As edge devices become more capable and pervasive in wireless networks, there is growing interest in leveraging their collective compute power for distributed learning. However, optimizing learning at the network edge entails unique challenges, particularly when moving beyond conventional settings and objectives. While Federated Learning (FL) has emerged as a key paradigm for distributed model training, critical challenges persist. First, existing approaches often overlook the trade-off between predictive accuracy and interpretability. Second, they struggle to integrate inherently explainable models such as decision trees because their non-differentiable structure makes them not amenable to backpropagation-based training algorithms. Lastly, they lack meaningful mechanisms for continual Machine Learning (ML) model adaptation through Continual Learning (CL) in resource-limited environments. In this paper, we pave the way for a set of novel optimization problems that emerge in distributed learning at the network edge with wirelessly interconnected edge devices, and we identify key challenges and future directions.
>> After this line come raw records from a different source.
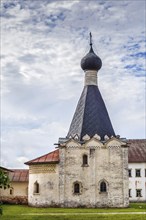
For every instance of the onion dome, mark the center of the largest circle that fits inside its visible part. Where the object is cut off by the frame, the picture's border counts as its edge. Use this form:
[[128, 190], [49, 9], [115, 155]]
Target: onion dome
[[91, 61]]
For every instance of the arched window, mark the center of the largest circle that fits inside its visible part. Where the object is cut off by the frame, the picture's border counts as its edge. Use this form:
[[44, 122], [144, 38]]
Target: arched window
[[103, 187], [36, 187], [76, 188], [85, 159], [11, 191]]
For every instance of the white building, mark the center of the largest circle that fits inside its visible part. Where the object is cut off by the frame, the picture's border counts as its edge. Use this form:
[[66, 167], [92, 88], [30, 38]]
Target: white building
[[89, 168], [137, 170]]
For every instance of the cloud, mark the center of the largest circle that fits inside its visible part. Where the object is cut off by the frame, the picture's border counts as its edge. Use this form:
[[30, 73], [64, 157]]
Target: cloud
[[42, 45]]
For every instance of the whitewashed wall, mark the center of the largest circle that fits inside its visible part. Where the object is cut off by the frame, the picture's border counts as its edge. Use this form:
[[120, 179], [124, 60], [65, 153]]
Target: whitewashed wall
[[137, 182]]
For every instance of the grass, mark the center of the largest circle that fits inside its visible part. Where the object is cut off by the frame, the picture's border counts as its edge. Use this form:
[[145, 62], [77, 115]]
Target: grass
[[21, 212]]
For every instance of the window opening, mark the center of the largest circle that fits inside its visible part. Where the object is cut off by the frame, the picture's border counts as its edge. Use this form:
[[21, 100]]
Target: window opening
[[138, 173], [36, 187], [85, 159], [76, 188], [103, 187]]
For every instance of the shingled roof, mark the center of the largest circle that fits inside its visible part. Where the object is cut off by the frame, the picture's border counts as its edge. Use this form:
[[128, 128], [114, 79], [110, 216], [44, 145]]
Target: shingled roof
[[19, 175], [91, 116], [52, 157], [137, 151]]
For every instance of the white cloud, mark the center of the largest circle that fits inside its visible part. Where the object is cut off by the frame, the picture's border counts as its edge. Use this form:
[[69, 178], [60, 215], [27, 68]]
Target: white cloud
[[42, 45]]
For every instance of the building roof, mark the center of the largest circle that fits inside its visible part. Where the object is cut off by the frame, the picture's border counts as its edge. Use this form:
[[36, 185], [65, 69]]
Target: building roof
[[91, 61], [5, 169], [137, 151], [91, 116], [52, 157], [19, 175]]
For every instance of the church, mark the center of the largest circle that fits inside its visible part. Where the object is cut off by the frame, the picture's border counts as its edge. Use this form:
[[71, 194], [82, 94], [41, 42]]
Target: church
[[89, 167]]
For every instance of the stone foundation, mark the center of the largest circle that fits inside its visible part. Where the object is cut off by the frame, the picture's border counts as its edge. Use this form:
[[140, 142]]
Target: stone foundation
[[14, 200]]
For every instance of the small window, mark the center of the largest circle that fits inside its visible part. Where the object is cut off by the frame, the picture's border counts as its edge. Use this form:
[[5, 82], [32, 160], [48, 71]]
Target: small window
[[130, 173], [36, 187], [138, 173], [138, 193], [130, 193], [85, 160], [11, 191], [103, 187], [77, 187]]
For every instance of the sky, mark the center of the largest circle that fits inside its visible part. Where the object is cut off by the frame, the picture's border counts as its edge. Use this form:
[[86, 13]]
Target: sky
[[42, 44]]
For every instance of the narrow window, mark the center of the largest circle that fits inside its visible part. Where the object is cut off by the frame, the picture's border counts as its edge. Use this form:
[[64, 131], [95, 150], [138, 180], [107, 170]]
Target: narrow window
[[130, 172], [103, 187], [137, 173], [11, 191], [76, 188], [36, 187], [130, 193], [138, 193], [85, 159]]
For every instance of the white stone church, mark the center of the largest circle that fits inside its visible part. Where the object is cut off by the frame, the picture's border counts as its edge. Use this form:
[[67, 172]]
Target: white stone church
[[89, 168]]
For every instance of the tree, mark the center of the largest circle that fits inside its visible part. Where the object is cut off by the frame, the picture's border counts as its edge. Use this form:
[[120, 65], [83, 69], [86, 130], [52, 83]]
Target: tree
[[4, 184], [4, 180]]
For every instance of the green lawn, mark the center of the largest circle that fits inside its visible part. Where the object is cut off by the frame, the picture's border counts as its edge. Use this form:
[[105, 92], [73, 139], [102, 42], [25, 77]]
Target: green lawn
[[11, 212]]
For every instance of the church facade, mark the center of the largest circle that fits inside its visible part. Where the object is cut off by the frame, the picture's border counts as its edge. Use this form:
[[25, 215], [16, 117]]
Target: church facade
[[89, 168]]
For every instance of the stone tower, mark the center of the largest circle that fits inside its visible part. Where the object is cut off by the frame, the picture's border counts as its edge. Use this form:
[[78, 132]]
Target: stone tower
[[93, 160], [89, 168]]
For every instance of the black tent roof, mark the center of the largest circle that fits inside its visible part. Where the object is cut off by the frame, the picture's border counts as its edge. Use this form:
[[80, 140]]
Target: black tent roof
[[91, 116]]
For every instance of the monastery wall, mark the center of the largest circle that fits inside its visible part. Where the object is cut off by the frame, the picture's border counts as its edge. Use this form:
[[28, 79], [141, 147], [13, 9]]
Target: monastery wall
[[107, 163], [47, 178]]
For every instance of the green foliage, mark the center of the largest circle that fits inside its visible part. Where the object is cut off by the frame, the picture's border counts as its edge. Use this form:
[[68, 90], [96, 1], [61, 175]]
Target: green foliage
[[23, 212], [4, 180]]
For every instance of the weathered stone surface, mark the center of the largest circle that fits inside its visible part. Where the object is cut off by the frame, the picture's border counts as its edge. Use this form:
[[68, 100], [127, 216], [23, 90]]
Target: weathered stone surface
[[106, 162]]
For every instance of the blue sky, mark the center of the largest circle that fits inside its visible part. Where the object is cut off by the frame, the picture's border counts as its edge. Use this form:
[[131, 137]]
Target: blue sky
[[43, 42]]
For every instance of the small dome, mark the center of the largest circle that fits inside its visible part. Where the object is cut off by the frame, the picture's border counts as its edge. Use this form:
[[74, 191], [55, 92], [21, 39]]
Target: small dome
[[91, 61]]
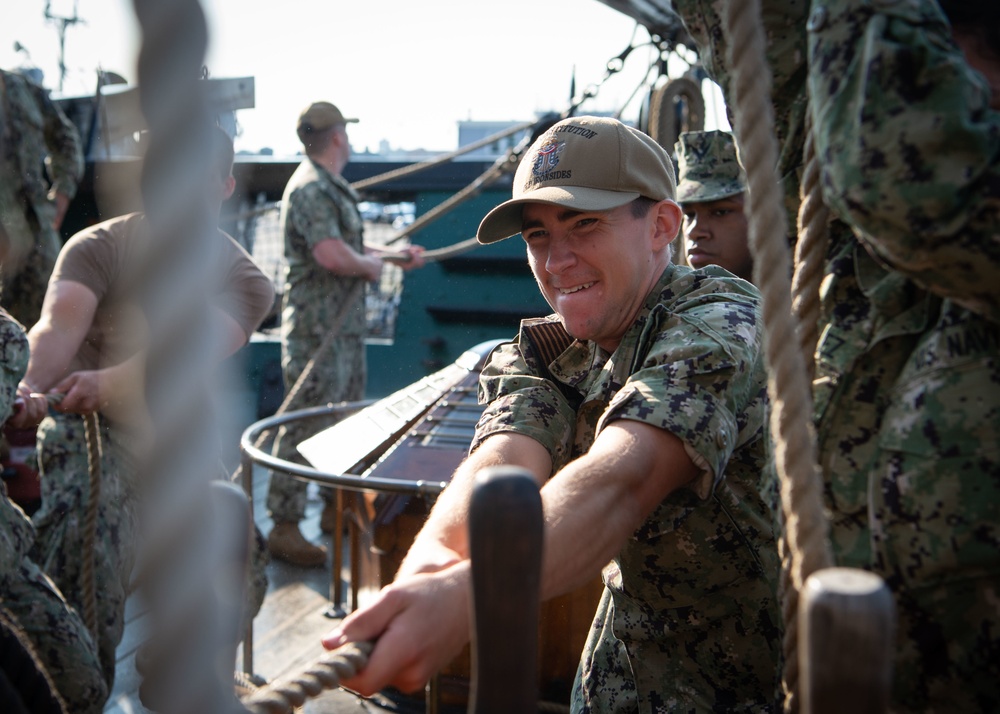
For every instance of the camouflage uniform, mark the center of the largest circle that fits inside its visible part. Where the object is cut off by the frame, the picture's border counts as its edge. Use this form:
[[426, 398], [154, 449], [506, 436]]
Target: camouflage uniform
[[33, 133], [55, 630], [316, 205], [707, 167], [688, 620], [60, 522], [907, 390]]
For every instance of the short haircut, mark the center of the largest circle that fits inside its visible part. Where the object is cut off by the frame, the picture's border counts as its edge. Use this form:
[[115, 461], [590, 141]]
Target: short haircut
[[640, 208]]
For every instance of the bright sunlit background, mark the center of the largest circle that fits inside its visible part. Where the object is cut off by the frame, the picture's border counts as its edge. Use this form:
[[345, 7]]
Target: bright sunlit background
[[409, 70]]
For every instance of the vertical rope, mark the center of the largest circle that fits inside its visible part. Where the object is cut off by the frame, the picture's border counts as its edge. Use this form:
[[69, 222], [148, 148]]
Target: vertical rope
[[810, 252], [93, 438], [788, 380]]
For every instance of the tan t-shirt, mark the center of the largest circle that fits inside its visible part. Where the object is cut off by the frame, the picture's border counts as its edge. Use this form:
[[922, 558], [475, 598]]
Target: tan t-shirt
[[105, 258]]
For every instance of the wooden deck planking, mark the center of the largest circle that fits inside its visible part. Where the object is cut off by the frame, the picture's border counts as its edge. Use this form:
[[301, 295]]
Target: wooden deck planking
[[286, 631]]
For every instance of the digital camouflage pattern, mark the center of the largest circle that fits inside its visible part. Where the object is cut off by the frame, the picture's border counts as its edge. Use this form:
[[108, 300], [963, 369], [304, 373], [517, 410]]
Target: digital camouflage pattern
[[60, 523], [35, 138], [55, 630], [689, 620], [708, 168], [316, 205], [907, 390]]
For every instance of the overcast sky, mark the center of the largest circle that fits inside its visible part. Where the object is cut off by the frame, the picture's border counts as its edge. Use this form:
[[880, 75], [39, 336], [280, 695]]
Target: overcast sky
[[408, 69]]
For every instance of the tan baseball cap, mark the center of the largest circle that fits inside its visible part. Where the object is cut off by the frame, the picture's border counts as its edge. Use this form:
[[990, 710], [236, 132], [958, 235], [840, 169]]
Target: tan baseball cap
[[587, 164], [320, 116], [708, 168]]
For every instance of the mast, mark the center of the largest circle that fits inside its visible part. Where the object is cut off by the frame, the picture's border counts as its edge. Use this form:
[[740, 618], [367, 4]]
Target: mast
[[61, 23]]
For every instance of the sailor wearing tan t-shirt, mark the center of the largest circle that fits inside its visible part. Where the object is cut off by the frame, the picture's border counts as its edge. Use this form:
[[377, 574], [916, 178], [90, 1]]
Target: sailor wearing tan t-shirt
[[89, 345]]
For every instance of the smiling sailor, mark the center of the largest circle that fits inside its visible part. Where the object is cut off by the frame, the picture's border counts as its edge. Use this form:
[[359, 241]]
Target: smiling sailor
[[639, 408]]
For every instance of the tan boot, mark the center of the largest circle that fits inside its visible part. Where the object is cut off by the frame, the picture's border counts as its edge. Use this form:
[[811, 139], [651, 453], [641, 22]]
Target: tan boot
[[328, 519], [287, 543]]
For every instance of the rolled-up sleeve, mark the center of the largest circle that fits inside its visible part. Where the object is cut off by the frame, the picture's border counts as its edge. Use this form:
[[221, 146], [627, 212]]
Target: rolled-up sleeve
[[522, 403], [910, 147], [695, 382]]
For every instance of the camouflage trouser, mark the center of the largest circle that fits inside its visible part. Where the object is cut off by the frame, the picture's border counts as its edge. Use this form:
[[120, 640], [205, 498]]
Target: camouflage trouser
[[720, 655], [60, 524], [57, 634], [339, 376], [22, 294]]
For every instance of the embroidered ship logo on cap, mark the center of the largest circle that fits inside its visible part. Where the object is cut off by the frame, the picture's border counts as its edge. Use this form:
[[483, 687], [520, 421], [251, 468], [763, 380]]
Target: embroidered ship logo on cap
[[546, 159]]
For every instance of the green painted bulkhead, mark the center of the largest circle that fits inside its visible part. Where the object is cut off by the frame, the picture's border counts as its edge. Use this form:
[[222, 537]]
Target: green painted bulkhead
[[452, 305]]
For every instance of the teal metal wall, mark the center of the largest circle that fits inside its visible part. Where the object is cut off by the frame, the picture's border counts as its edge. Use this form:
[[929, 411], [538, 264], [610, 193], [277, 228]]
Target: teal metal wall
[[447, 308]]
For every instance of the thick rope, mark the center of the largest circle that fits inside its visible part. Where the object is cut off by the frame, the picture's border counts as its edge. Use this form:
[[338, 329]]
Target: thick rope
[[810, 254], [788, 383], [663, 118], [325, 672], [93, 437], [438, 160]]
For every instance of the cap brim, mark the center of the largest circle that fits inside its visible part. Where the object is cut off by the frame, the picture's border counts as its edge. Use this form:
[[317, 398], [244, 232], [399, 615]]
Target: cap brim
[[505, 221], [703, 193]]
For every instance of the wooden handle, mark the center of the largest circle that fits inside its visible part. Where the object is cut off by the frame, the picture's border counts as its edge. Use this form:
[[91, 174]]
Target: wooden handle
[[505, 544], [847, 626]]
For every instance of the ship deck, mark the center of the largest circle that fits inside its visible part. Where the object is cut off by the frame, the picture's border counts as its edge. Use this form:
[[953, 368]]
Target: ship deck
[[286, 631]]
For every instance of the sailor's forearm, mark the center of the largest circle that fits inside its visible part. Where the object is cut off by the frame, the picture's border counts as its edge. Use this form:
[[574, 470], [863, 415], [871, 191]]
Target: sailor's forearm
[[595, 503], [444, 538]]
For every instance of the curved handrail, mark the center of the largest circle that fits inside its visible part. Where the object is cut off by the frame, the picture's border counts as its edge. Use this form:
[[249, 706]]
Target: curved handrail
[[351, 482]]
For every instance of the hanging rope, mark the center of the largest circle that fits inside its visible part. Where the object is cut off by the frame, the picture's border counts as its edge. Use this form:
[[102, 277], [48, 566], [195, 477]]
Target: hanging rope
[[788, 382], [502, 165], [93, 436], [443, 159], [665, 126], [810, 253]]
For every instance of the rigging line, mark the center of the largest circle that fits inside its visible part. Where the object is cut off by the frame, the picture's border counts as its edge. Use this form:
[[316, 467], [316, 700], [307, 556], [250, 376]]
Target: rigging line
[[644, 82], [442, 159]]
Specifically, we discuss how Multi-objective optimization (MOO) can be used to address the trade-off between predictive accuracy and explainability when using complex predictive models. Next, we discuss the implications of integrating inherently explainable tree-based models into distributed learning settings. Finally, we investigate how CL strategies can be effectively combined with FL to support adaptive, lifelong learning when limited-size buffers are used to store past data for retraining. Our approach offers a cohesive set of tools for designing privacy-preserving, adaptive, and trustworthy ML solutions tailored to the demands of edge computing and intelligent services.

Paper Structure

This paper contains 23 sections, 14 equations, 2 figures.

Figures (2)

  • Figure 1: A Federated Learning (FL) setting, where explainability is attained either with a surrogate model explaining a black-box predictive model e.g. a linear regression model (upper part, (a) of the three small figures), or with a self-explainable decision tree (bottom part, (b) of the three small figures).
  • Figure 2: A Federated Continual Learning (FCL) framework wherein each client has its own buffer, and new data arrive in streams. The local models evolve by continuously adapting to new local data and feedback from the aggregator.